Re: Proposal: Improve bitmap costing for lossy pages

From: Dilip Kumar <dilipbalaut(at)gmail(dot)com>
To: Alexander Kuzmenkov <a(dot)kuzmenkov(at)postgrespro(dot)ru>
Cc: Robert Haas <robertmhaas(at)gmail(dot)com>, pgsql-hackers <pgsql-hackers(at)postgresql(dot)org>
Subject: Re: Proposal: Improve bitmap costing for lossy pages
Date: 2017-10-12 04:28:25
Message-ID: CAFiTN-sXB6RZWhaYySpFrPJe3-9f0KBu+zAu4OOGDM5_q+pxqA@mail.gmail.com
Views: Raw Message | Whole Thread | Download mbox | Resend email
Thread:
Lists: pgsql-hackers

On Fri, Oct 6, 2017 at 9:21 PM, Dilip Kumar <dilipbalaut(at)gmail(dot)com> wrote:
> On Fri, Oct 6, 2017 at 7:24 PM, Dilip Kumar <dilipbalaut(at)gmail(dot)com> wrote:
>> On Fri, Oct 6, 2017 at 6:08 PM, Alexander Kuzmenkov
>> <a(dot)kuzmenkov(at)postgrespro(dot)ru> wrote:
>>>
>>>> Analysis: The estimated value of the lossy_pages is way higher than
>>>> its actual value and reason is that the total_pages calculated by the
>>>> "Mackert and Lohman formula" is not correct.
>>>
>>>
>>> I think the problem might be that the total_pages includes cache effects and
>>> rescans.
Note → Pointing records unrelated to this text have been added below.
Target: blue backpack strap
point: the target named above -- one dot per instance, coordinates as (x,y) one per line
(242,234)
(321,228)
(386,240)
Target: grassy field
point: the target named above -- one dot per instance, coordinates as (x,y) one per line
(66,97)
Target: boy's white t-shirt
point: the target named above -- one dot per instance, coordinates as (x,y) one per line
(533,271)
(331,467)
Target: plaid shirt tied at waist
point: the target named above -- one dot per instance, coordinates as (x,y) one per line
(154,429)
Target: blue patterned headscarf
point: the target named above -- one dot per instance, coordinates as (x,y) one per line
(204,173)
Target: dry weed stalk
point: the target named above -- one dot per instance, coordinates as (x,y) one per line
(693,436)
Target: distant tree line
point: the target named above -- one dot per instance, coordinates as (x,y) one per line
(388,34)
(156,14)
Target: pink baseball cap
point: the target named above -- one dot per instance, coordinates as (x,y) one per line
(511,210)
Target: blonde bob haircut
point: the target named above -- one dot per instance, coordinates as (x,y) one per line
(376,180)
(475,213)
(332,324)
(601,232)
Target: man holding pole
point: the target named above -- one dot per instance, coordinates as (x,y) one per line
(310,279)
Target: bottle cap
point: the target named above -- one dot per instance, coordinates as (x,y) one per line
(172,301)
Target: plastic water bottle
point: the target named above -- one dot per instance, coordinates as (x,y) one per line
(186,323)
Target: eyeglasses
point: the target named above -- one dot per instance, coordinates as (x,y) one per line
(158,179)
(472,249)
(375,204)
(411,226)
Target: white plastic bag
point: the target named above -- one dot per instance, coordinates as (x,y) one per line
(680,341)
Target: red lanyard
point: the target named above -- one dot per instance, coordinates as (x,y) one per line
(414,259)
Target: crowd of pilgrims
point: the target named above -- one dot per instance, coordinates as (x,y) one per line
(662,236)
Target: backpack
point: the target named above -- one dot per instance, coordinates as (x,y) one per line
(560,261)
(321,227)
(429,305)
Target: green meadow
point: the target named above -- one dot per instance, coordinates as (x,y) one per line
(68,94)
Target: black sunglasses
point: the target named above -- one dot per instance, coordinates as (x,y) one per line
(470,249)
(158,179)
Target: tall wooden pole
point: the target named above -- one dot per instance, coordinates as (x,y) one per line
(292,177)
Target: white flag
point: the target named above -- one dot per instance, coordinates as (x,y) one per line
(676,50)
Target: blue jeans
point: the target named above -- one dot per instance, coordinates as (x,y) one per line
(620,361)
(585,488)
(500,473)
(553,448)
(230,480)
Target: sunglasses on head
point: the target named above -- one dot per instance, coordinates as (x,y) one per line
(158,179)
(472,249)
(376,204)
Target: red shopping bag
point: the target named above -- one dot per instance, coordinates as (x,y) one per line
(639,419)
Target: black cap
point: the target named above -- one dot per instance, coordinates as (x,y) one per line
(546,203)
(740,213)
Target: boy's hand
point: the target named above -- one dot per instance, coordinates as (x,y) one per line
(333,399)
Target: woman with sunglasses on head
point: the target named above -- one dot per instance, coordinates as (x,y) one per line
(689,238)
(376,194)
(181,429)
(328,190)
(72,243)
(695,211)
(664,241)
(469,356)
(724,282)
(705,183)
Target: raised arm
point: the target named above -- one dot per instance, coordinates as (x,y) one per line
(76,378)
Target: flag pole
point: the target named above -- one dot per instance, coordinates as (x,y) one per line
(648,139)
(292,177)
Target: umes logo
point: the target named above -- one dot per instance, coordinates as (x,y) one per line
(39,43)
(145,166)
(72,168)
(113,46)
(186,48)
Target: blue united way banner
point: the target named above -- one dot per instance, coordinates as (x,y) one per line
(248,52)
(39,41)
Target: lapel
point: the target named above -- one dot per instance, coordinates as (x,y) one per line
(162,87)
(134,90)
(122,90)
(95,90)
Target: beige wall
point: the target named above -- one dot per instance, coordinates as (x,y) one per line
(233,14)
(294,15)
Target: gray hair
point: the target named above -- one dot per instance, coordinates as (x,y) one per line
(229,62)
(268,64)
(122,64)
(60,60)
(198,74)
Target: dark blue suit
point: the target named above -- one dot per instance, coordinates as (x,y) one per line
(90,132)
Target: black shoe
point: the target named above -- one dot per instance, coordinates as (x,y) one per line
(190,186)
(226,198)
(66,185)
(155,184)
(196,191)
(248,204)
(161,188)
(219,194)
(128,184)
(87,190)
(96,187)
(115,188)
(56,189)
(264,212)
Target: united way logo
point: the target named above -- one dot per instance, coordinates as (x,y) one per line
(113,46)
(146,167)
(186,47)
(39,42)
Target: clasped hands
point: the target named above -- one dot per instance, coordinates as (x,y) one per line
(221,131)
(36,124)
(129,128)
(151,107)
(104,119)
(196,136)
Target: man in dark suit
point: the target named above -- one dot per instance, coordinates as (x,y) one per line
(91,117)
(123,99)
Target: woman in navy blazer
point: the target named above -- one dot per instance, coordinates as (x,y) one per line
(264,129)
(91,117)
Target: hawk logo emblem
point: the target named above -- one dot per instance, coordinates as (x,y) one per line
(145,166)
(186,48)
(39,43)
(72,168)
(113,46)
For bitmap entries we should use something like relation pages *
>>> selectivity.
>>
>> I have noticed that for the TPCH case if I use "pages * selectivity"
>> it give me better results, but IMHO directly multiplying the pages
>> with selectivity may not be the correct way to calculate the number of
>> heap pages it can only give the correct result when all the TID being
>> fetched are clustered. But on the other hand "Mackert and Lohman
>> formula" formulae consider that all the TID's are evenly distributed
>> across the heap pages which can also give the wrong estimation like we
>> are seeing in our TPCH case.
>
> I agree with the point that the total_pages included the cache effects
> and rescan when loop_count > 1, that can be avoided if we always
> calculate heap_pages as it is calculated in the else part
> (loop_count=0). Fortunately, in all the TPCH query plan what I posted
> up thread bitmap scan was never at the inner side of the NLJ so
> loop_count was always 0. I will fix this.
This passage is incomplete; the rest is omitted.